A short howto, as I was unable to find any clear ones on the net.
I’m using Mac OS X (Leopard) as client, and a Gentoo server as server/host.
I both tried Viscosity and Tunnelblick on my Mac as OpenVPN software, and Viscosity is probably somewhat easier to configure (using the GUI), it was shareware. So I ended up using Tunnelblick and it seems to be doing its job quite well.
First of all, make sure Gentoo is set up and working as intended. I used my home router as VPN server (having both eth0 and eth1 (= ppp0).
Using this howto, you’ll be able to get the server up and running.
Besides the installation, and perhaps (config) file locations it should be pretty similar on other Linux distros.
As I have dnsmasq running on my server (taking care of DNS) I added the following to the server.conf:
push "dhcp-option DNS 10.0.0.1"
push "redirect-gateway def1"
client-config-dir ccd
route 10.20.30.0 255.255.255.252
Don’t forget to allow DNS requests over tun0 interface in dnsmasq.conf.
The first line tells the server to hand out 10.0.0.1 as DNS server to its connecting clients (10.0.0.1 being the internal eth0 IP of my server).

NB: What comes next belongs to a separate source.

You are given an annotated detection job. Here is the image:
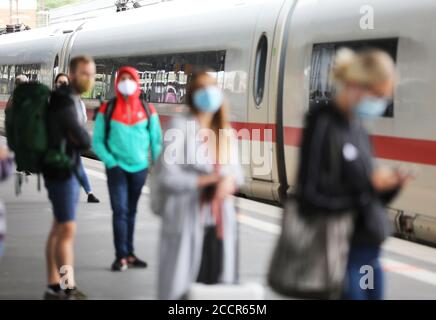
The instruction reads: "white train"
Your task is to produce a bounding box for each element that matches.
[0,0,436,243]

The 2nd line, tells all clients to route ALL of their traffic through the VPN. I used the VPN to access a website that allowed only Belgian IPs, and I was in The Netherlands at the time I had to access the site (Skynet’s Rock Werchter stream). So I connected through my server at home.
And the 3rd and 4th line are needed if the client access the VPN is on a private IP subnet (like being connected on a WiFi router, using IP 192.168.178.x).
You’ll have to add, in the client-config directory a file per username connecting to the VPN with something similar to this:
iroute 192.168.178.0 255.255.255.0
I’m not entirely sure if you can add multiple iroutes; something I’ll have to figure out when being on a different network.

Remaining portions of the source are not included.